The output includes a list of any dataset factories in the catalog, ranked by the priority on which they are matched against.

Data Catalog

Create a Data Catalog YAML configuration file

The following command creates a Data Catalog YAML configuration file with MemoryDataset datasets for each dataset in a registered pipeline, if it is missing from the DataCatalog.

kedro catalog create --pipeline=<pipeline_name>

The command also accepts an optional --env argument that allows you to specify a configuration environment (defaults to base).

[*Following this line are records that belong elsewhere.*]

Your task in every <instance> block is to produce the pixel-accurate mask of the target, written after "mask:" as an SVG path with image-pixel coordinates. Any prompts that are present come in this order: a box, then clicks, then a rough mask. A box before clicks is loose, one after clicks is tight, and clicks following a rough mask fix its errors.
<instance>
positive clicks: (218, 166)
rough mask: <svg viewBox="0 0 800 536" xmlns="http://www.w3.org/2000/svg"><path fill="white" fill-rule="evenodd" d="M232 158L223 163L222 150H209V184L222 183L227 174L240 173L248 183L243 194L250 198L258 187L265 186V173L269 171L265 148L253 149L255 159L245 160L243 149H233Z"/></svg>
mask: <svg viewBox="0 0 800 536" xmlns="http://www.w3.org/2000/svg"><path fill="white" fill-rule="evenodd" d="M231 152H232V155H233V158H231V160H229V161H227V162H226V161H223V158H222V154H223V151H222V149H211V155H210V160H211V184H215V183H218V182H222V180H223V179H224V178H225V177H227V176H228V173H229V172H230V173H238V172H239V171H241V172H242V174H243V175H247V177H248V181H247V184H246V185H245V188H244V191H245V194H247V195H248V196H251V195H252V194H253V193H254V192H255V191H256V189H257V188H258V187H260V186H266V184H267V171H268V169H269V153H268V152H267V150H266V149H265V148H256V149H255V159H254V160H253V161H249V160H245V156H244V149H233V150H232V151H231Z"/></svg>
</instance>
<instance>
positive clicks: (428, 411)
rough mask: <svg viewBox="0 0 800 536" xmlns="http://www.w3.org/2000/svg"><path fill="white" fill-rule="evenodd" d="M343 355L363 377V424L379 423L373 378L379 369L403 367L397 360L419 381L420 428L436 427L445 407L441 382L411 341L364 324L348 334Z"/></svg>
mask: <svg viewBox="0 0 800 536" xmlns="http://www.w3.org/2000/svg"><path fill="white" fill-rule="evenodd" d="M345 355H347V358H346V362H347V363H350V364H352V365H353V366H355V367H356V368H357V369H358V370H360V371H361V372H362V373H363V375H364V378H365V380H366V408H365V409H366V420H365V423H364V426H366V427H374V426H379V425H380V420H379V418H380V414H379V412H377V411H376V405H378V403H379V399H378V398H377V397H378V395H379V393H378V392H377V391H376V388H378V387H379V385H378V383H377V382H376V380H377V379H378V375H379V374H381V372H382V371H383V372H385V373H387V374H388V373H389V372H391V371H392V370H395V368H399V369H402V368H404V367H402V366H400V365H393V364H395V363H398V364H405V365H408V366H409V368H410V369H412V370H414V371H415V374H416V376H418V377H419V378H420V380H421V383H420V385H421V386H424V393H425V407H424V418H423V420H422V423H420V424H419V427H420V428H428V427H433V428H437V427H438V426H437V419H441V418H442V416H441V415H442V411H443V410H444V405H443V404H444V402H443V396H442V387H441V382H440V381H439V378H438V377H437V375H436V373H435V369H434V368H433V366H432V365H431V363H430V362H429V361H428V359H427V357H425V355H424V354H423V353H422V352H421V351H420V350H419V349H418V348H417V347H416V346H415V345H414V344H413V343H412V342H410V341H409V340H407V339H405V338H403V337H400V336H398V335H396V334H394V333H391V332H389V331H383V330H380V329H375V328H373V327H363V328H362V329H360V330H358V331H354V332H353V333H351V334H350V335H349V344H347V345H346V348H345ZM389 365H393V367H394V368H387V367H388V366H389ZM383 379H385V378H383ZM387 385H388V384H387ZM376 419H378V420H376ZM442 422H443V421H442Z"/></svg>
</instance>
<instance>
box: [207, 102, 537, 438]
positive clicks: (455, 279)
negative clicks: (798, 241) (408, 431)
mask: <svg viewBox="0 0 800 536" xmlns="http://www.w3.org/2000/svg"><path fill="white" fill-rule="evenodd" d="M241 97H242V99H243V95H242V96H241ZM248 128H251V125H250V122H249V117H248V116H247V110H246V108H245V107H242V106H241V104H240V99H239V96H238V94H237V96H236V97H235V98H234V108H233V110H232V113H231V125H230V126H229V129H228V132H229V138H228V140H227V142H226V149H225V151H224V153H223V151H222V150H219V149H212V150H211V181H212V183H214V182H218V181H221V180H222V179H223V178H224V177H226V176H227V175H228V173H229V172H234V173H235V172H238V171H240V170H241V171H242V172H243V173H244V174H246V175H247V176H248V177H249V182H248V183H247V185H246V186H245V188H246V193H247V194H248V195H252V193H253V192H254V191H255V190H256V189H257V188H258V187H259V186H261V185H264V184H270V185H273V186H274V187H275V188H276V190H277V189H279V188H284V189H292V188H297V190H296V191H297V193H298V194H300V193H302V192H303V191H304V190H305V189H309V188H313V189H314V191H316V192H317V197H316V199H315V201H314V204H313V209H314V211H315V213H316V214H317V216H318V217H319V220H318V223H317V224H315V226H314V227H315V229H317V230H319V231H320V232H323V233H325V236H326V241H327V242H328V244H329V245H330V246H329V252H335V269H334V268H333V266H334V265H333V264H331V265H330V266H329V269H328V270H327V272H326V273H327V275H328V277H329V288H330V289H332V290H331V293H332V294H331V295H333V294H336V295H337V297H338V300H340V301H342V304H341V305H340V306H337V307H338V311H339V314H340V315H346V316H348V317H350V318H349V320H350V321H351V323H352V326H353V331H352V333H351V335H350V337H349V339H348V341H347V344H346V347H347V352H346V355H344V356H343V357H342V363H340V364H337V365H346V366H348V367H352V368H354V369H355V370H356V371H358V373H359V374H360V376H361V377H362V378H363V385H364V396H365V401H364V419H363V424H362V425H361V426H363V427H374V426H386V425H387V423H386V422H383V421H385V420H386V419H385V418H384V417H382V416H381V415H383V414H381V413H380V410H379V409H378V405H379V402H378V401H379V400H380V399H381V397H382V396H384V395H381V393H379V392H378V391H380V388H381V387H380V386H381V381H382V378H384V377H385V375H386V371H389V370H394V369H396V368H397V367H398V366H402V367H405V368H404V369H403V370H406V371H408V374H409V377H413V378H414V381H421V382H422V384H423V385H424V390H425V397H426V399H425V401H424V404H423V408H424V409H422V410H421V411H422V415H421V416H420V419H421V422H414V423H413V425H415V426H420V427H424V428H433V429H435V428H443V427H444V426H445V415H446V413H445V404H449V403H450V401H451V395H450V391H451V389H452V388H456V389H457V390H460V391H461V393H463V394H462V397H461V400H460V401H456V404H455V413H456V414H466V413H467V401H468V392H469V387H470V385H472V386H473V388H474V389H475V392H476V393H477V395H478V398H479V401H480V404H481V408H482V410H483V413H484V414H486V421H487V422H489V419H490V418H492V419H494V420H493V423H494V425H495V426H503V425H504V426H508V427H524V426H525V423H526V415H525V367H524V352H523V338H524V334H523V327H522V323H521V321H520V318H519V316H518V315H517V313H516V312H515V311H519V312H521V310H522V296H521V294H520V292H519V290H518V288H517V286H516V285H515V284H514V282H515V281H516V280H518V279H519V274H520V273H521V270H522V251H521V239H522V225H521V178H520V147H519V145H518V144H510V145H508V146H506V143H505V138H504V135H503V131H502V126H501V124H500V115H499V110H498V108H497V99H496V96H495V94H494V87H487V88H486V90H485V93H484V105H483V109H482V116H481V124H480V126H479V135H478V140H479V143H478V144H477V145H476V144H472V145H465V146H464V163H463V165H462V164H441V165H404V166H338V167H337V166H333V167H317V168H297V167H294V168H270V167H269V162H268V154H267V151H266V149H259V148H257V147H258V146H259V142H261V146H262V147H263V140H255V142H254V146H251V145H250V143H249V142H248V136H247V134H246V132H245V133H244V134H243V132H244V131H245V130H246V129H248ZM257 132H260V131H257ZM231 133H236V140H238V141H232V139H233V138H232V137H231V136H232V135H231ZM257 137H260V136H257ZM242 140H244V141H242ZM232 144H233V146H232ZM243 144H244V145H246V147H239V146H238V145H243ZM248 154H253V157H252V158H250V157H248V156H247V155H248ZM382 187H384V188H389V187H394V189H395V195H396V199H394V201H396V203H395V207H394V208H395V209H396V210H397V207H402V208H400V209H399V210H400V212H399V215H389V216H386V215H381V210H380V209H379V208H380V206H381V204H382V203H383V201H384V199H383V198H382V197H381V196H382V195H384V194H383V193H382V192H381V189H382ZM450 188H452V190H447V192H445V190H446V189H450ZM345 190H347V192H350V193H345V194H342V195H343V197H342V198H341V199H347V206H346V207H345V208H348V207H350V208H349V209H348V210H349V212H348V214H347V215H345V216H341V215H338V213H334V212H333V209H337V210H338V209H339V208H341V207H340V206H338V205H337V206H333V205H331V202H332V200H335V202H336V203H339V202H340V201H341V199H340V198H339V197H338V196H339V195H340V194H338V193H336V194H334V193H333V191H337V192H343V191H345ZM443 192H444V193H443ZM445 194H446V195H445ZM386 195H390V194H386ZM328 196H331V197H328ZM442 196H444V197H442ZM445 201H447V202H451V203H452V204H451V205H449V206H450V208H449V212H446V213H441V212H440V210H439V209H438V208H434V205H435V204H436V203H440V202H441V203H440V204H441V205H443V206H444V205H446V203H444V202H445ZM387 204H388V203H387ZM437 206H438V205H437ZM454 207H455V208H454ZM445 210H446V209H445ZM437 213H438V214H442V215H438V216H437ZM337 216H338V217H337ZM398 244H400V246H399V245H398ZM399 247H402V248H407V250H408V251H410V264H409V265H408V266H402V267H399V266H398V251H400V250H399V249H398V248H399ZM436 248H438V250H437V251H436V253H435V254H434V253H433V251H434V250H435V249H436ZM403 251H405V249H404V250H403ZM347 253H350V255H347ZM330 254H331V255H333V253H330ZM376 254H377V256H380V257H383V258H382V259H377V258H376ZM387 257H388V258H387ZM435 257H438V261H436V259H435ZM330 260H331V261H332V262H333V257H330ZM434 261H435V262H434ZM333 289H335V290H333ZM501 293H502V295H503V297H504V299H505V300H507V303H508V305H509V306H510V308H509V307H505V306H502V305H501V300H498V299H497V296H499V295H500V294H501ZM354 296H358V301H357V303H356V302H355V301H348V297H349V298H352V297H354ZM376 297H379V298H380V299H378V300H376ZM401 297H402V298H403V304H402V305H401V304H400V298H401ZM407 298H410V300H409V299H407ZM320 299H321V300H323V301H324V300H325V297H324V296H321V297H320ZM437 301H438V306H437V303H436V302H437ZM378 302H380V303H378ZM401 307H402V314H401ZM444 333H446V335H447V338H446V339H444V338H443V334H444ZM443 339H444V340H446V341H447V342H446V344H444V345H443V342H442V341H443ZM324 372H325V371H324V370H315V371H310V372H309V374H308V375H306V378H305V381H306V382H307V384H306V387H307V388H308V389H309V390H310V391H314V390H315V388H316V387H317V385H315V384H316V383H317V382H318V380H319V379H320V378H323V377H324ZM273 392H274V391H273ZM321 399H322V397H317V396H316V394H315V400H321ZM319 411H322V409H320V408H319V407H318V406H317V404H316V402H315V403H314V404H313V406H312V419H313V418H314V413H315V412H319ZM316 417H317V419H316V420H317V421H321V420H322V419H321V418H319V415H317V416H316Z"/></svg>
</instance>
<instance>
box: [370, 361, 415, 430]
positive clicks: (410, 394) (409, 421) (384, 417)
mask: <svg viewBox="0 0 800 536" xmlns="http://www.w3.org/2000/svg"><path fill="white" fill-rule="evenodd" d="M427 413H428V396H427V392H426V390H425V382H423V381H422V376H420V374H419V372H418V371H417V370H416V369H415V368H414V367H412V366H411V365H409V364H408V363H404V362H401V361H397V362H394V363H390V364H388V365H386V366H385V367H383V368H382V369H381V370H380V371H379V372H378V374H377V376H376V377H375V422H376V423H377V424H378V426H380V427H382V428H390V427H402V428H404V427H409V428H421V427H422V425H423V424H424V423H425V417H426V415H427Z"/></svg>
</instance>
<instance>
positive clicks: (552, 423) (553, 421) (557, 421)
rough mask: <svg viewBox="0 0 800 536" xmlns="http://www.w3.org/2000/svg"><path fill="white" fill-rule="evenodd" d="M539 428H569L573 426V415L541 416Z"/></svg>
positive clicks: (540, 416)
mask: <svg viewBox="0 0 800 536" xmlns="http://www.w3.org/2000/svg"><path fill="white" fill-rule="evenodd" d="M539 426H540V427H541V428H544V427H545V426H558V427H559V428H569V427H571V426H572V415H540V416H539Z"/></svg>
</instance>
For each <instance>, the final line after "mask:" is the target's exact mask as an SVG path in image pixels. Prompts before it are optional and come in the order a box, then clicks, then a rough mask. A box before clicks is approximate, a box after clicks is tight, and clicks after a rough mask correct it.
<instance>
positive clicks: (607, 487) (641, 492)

The command creates the following file: <conf_root>/<env>/catalog_<pipeline_name>.yml


To start a Jupyter Notebook:

kedro jupyter notebook

To start JupyterLab:

kedro jupyter lab

To start an IPython shell:

kedro ipython

The Kedro IPython extension makes the following variables available in your IPython or Jupyter session:

  • catalog (type DataCatalog): Data Catalog instance that contains all defined datasets; this is a shortcut for context.catalog

  • context (type KedroContext): Kedro project context that provides access to Kedro’s library components

  • pipelines (type dict[str, Pipeline]): Pipelines defined in your pipeline registry

  • session (type KedroSession): Kedro session that orchestrates a pipeline run

To reload these variables (e.g. if you updated catalog.yml) use the %reload_kedro line magic, which can also be used to see the error message if any of the variables above are undefined.